Thankfully, we had been working really hard to put some good opportunities in place for Fran and she was growing in confidence. We had started to work together as client and agent to try and boost Fran’s profile, and with some success. It was now that Fran chose to look for new opportunities in her life beyond sport. She applied for a couple of positions and became an Athlete Mentor on a brilliant national programme and didn’t look back. Fran also gave me the confidence, freedom, support and belief to convince myself that I could develop my work as an agent with other clients. It meant so much to me that her love was so deep for me, and that all she ever wanted was to see us happy and enjoying what we did. Sure enough, with Fran backing me, I began to do some freelance work and built up my base of clients, rapidly becoming a leading sports agent for Paralympic clients.

This work was in a sense my salvation. After a soul destroying PhD which had battered my confidence, this work gave me a sense of energy, passion and drive I had been lacking in so long. I knew I was good at it too, and felt my efforts were being rewarded, which was another thing I had not experienced for a long time. There then followed a chaotic period as I finished my PhD corrections, built up the business and visited Fran. Looking back, I still don’t know how I managed to do it. At one point, I was getting up at 5am and going to bed at 10, splitting my day in two. During that time, I managed to write 100 000 words and finish my thesis whilst building up the business.

I submitted my PhD in June 2012 to allow me to concentrate on the build up to the Olympics and Paralympics. They were to be a very busy time for both Fran and myself. Fran was working for Paralympics GB and I preparing my demanding clients for London and what was to follow. Having started my new career, I was to face an acid test very early on, which I found both a daunting and enjoyable prospect. Even after the thesis was in, the hours were still long and my phone very rarely off! During the games themselves, I was very stressed, working 10 consecutive 18 hour days during the Paralympics.

I also felt for Fran who was finding it more difficult than she expected, and thinking of what might have been. There was little time, and I regret not being as supportive as I might have been. Thankfully though, this time taught me not to be so self centered and the value of a better work-life balance. After extensive research, we booked what turned out to be an amazing holiday to Cuba and finally got some time to relax, unwind and enjoy ourselves.

A bitter sweet Paralympic legacy

Cuba was exactly what Fran and I needed. To Fran’s surprise, she actually saw a new side to me as I truly relaxed for the first time in our company. The long, gorgeously hot days will full of ample self indulgence, plus all the food and drink you could ever wish for. Meeting new people, we found ourselves hazily making our way through the days, helped along by mojitos and long, lazy drinks by a vast swimming pool. We didn’t want to come home.

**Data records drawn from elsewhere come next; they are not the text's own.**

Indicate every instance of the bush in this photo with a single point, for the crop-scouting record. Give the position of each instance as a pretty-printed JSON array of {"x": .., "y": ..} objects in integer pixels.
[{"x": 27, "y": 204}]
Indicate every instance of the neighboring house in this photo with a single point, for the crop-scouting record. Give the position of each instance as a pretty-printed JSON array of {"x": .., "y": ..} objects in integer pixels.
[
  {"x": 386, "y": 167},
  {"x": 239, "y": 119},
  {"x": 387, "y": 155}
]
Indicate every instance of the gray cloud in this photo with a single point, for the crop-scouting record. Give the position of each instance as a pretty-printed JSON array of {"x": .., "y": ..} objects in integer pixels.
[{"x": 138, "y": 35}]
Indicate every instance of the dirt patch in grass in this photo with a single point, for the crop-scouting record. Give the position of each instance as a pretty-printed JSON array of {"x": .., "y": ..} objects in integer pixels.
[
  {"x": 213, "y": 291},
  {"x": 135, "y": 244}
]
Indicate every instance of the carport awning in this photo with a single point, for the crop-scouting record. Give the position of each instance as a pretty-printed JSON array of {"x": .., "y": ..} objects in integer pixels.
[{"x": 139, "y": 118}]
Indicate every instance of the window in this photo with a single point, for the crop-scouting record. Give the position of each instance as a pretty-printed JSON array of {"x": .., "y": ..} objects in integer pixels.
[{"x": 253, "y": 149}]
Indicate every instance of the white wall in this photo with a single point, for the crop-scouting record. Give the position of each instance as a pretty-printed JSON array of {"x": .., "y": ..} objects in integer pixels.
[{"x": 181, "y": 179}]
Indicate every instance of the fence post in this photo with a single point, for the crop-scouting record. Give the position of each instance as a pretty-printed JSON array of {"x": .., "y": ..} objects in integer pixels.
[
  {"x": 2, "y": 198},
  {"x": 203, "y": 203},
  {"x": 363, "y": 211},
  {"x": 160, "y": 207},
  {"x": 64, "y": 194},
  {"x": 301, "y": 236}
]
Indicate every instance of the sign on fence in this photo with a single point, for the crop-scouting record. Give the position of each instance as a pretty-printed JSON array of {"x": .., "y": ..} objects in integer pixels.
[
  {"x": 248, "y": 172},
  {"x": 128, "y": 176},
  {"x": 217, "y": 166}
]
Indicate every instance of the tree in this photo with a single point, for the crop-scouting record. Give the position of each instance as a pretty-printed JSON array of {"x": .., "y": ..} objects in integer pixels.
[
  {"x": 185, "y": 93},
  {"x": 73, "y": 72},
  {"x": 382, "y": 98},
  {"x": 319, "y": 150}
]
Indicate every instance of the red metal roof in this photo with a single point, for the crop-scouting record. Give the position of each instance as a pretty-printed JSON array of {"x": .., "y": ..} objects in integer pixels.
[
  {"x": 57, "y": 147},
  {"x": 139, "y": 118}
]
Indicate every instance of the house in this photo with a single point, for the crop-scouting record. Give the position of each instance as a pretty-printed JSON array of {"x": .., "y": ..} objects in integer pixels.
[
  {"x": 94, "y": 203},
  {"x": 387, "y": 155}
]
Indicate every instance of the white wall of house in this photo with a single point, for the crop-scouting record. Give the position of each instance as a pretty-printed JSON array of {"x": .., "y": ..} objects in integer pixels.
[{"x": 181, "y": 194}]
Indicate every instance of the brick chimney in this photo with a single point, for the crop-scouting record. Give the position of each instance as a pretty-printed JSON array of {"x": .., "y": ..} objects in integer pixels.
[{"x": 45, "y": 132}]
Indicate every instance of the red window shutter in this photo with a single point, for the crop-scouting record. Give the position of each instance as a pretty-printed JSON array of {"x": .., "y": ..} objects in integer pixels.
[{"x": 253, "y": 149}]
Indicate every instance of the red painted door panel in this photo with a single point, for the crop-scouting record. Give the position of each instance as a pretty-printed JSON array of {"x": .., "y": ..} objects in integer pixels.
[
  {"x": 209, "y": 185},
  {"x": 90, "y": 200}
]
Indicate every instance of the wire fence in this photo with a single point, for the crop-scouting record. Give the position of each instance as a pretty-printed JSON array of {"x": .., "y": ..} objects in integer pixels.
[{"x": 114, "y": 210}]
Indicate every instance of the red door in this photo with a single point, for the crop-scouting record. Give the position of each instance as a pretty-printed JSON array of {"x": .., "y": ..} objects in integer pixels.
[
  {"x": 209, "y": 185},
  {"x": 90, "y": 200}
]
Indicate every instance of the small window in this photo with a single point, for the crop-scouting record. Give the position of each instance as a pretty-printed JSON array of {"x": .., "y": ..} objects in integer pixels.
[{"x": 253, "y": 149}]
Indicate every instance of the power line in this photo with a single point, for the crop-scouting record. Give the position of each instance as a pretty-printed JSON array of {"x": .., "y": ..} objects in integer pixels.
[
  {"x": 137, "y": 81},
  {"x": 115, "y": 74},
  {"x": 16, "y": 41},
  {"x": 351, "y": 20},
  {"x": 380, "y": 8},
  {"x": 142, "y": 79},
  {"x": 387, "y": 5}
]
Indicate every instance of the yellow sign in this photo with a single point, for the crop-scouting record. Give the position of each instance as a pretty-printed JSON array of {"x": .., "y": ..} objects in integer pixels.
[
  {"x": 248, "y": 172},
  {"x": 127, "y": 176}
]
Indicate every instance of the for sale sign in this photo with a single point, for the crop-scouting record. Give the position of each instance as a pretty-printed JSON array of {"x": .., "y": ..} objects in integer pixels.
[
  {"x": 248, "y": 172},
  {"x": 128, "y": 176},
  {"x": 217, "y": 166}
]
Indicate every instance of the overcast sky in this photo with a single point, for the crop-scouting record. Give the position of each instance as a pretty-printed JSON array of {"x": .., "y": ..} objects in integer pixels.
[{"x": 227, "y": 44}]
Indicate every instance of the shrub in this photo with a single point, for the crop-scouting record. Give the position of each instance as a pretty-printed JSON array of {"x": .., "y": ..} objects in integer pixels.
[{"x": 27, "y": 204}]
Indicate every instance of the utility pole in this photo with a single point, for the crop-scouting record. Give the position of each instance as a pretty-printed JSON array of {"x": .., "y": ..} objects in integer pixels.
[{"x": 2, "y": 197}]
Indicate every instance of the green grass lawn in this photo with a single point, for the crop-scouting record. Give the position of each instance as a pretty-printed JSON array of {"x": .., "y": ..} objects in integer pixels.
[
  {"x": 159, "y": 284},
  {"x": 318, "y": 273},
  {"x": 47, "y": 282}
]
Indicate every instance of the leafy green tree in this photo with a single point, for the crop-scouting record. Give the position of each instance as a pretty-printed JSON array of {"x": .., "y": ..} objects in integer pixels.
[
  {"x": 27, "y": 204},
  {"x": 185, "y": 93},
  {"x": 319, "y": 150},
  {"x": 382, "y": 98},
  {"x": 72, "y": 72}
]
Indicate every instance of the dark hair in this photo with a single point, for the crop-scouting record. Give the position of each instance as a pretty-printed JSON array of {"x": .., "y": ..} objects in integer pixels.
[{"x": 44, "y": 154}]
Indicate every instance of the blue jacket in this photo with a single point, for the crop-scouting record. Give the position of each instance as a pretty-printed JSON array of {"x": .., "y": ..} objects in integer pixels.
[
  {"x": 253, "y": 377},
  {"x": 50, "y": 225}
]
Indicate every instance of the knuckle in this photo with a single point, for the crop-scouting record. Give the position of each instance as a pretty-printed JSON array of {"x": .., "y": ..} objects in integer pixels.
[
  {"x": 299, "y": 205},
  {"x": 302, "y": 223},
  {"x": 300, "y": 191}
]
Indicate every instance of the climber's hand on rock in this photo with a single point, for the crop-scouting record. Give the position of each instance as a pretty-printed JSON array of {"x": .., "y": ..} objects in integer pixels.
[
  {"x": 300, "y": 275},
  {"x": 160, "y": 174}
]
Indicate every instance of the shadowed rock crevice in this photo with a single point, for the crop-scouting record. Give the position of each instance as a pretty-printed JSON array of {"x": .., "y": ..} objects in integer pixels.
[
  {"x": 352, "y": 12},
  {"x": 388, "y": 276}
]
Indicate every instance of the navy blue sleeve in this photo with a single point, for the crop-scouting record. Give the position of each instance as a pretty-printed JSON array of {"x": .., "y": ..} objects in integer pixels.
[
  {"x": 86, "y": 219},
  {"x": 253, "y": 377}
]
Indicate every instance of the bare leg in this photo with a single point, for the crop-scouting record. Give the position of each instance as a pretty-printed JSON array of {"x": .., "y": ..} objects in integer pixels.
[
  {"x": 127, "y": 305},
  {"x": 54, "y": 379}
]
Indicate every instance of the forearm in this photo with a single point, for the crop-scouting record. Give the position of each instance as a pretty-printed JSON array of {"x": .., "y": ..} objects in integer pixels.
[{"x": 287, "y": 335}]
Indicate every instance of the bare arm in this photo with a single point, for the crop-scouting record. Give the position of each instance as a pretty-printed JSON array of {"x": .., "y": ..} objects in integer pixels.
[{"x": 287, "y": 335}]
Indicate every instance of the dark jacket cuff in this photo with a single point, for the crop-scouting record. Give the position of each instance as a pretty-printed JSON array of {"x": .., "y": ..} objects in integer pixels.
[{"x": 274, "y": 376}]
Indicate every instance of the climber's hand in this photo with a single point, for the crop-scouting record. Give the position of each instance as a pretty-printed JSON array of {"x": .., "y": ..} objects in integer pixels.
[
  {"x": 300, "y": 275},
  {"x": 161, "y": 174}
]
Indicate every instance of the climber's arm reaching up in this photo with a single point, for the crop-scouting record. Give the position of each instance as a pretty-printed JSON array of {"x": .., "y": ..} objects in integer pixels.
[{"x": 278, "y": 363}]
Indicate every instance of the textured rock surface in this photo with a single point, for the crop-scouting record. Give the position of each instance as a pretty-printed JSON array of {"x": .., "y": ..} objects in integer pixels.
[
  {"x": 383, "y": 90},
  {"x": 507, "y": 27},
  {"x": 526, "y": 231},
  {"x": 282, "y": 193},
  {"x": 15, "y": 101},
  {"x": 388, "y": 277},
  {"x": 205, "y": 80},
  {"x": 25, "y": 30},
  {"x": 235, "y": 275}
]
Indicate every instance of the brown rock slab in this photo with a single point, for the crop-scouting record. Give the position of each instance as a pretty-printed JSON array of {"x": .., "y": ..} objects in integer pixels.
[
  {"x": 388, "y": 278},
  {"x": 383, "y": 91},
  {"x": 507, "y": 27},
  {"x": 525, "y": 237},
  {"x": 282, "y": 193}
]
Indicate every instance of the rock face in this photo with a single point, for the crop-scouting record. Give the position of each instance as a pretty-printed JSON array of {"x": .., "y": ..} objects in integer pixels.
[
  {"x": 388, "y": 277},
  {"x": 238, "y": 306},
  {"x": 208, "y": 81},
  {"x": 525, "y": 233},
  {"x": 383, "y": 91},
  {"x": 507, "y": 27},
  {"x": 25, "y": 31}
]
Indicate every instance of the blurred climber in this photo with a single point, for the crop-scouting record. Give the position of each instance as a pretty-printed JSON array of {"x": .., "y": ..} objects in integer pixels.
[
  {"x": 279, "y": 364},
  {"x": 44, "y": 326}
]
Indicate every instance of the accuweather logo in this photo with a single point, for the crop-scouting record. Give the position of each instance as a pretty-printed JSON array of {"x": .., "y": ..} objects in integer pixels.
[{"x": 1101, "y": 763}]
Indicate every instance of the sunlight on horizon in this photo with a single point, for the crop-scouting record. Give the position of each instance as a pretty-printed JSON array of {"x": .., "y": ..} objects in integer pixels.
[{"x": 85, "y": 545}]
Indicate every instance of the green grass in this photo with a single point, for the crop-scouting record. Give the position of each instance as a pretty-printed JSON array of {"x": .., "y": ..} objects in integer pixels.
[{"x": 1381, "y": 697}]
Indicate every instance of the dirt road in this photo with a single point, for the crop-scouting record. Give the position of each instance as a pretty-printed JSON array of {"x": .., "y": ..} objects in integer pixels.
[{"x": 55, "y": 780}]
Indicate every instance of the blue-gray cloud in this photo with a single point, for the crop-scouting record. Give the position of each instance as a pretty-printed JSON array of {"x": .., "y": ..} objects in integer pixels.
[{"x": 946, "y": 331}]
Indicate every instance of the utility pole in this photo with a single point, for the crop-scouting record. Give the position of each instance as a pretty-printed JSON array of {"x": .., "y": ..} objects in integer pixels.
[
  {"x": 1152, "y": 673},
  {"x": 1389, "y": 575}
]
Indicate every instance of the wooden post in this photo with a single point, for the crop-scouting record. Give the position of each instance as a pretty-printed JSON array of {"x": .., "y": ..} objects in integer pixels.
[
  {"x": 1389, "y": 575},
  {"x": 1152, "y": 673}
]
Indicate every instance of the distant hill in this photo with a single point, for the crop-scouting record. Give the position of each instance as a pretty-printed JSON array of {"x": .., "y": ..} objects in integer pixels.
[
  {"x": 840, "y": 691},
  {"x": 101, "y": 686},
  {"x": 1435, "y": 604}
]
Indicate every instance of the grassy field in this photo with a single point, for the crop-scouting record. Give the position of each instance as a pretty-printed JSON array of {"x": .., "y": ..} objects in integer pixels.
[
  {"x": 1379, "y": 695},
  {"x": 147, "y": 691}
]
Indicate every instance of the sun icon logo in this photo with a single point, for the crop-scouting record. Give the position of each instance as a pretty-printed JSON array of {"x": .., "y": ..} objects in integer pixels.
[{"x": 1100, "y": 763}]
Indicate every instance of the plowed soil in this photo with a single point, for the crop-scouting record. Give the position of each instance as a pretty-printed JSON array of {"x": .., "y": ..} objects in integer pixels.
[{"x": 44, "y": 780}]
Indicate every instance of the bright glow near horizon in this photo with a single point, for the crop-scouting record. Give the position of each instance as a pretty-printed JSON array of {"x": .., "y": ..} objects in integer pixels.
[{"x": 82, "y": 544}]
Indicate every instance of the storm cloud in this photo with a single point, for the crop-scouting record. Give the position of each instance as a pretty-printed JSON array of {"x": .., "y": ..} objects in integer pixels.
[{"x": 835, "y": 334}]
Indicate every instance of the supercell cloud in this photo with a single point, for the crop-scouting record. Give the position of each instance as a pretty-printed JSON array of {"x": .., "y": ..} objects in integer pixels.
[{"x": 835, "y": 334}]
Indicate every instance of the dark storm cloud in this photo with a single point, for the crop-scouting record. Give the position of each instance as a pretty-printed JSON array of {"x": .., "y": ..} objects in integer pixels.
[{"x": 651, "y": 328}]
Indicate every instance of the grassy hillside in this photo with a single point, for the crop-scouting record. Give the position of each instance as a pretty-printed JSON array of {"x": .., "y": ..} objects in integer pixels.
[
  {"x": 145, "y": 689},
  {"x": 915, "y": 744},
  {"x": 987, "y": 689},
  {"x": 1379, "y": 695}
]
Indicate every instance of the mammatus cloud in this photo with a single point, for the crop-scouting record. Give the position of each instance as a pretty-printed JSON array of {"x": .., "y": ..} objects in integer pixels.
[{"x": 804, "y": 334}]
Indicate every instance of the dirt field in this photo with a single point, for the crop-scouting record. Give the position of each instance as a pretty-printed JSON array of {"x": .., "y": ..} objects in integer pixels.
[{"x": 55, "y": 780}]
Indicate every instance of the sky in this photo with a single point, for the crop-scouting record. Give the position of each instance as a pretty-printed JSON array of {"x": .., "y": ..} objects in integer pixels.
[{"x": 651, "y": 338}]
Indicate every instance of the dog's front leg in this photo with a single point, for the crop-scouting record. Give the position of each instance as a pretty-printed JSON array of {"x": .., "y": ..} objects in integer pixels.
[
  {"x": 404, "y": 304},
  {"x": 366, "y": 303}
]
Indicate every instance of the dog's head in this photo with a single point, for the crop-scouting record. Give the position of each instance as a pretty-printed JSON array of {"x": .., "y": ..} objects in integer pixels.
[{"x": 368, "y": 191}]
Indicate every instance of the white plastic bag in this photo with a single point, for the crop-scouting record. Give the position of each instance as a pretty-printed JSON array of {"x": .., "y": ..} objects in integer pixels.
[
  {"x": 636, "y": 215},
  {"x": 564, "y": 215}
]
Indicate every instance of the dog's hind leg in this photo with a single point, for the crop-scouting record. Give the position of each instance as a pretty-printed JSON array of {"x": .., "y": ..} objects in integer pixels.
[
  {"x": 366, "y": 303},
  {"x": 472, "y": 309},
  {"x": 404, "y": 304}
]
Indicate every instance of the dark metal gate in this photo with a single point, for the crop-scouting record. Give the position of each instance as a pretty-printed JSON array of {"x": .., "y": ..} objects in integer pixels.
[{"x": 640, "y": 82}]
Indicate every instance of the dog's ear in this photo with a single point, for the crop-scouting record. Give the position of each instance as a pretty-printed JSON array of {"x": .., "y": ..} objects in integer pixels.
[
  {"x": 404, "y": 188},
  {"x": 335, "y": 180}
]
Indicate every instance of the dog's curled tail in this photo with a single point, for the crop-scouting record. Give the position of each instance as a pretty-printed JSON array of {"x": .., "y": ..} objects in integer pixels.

Again though, there was to come a test as our plans as a couple broadened. Having now effectively moved in with Fran, our thoughts were turning to longer term plans. Unfortunately, as we were both self employed, the prospects of us getting a mortgage in a challenging economic climate seemed remote. As Fran continued to prosper and develop in her job, it made sense for me to make the move to the world of contracted employment. It helped that I had lost some clients which forced my hand a little. I was getting increasingly worried about money, and finding working alone harder and harder. Now feeling better, the pendulum swung back for Fran to have to support me.

As time went on, it became increasingly that I was having struggles of my own. Fran was remarkably patient as she watched me struggle on for a few months at far below par. Then a succession of events, culminating in me leaving a job I had taken that was not suitable led to things changing around.